Researchers in South Korea have now made the first experimental observation of a chemically induced conversion of large-area bilayer graphene to the thinnest possible diamond-like material, under moderate conditions of pressure and temperature. This resulting material is both flexible and strong and has a potentially useful wide band-gap in terms of its semiconductor properties.

There have been earlier efforts to convert double and multiple layers of graphene into diamane but these generally involved high-pressure conditions or the addition of hydrogen. The results were not entirely controllable and characterization was difficult. Moreover, in the high pressure experiments the diamane reverted to graphene once the pressure was released from the system.

The team from South Korea, based at the Institute for Basic Science in Seoul, used chemical vapor deposition to create a graphene bilayer on a cupro-nickel foil. They then exposed this to xenon difluoride gas instead of hydrogen, which triggered the formation of a diamane-like substance. The resulting product is an ultra-thin diamond-like material, specifically a fluorinated diamond monolayer, F-diamane. Rather than being pure carbon there are fluorine atoms between the layers of carbon atoms as well as on the material's external surfaces. Spectroscopy and transmission electron microscopy, reveal the nature of the new material in detail and show that the synthesis is reproducible always giving an interlayer space between the graphene sheets of between 1.93 and 2.18 angstroms; as predicted by theoretical calculations on the material.

"This simple fluorination method works at near-room temperature and under low pressure without the use of plasma or any gas activation mechanisms, hence reduces the possibility of creating defects," explains first author Pavel Bakharev.

The team also demonstrated that their F-diamane film can be suspended freely.

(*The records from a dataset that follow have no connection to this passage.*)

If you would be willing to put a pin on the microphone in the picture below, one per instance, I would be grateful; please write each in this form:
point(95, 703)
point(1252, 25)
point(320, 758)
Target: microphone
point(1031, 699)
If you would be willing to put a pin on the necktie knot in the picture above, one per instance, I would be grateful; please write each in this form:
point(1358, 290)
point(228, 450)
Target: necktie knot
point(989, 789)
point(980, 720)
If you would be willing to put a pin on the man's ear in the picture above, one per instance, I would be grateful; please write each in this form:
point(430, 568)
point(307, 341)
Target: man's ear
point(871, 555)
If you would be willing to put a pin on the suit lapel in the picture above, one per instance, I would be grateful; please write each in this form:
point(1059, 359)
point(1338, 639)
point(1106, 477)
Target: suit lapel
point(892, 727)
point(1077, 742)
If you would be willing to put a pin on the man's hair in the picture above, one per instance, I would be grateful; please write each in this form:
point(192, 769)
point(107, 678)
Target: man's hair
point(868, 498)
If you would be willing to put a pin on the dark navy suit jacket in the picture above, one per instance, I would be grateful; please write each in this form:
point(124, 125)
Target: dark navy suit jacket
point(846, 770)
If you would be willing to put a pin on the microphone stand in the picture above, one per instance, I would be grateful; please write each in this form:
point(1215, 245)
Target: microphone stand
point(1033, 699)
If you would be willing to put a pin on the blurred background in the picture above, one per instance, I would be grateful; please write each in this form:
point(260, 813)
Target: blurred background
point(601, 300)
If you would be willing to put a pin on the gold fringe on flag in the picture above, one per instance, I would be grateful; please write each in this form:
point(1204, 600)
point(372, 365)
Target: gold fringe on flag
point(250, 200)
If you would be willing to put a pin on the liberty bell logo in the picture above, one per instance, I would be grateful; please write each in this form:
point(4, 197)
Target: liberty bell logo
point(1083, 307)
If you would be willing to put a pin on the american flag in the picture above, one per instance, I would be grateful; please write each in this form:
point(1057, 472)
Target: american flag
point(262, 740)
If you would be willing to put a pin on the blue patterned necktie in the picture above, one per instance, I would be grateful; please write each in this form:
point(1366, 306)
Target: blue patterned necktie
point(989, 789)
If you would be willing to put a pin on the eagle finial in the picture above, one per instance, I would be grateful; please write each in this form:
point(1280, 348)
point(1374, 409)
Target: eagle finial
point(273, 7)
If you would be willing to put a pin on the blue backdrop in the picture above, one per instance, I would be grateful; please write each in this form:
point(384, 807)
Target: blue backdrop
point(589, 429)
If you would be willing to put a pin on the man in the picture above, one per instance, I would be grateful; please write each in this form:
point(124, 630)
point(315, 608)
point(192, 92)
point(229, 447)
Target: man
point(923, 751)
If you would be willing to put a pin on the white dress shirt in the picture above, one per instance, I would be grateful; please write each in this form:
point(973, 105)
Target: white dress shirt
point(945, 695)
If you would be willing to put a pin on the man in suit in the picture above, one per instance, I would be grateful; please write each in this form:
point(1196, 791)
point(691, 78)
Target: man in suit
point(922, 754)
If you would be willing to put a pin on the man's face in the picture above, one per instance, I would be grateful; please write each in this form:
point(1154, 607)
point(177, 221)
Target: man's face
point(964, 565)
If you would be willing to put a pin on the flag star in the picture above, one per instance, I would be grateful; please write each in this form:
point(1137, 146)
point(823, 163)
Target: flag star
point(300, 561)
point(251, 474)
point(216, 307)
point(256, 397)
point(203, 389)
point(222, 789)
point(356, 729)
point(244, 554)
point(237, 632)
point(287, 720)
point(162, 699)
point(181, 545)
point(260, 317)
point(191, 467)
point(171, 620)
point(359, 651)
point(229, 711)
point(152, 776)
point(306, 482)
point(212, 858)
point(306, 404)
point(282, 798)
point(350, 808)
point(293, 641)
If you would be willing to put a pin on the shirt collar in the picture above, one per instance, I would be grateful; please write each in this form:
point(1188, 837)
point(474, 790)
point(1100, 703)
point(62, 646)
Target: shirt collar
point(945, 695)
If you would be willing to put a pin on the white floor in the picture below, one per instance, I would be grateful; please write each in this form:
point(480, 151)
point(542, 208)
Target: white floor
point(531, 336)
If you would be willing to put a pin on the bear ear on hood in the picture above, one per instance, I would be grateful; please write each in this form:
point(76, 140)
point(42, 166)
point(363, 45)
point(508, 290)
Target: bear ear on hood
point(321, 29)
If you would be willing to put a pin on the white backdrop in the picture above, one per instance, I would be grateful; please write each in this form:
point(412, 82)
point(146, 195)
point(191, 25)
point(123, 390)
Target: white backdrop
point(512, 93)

They were able to obtain a free-standing monolayer diamond by transferring F-diamane from the CuNi(111) substrate to the transmission electron microscope grid.

The potential of these ultrathin diamond films will arise through their unique electronic and mechanical properties. The properties might be tuned by changing the surface terminations using nanoscale patterning or chemical substitution reactions that swap fluorine atoms for functional chemical groups.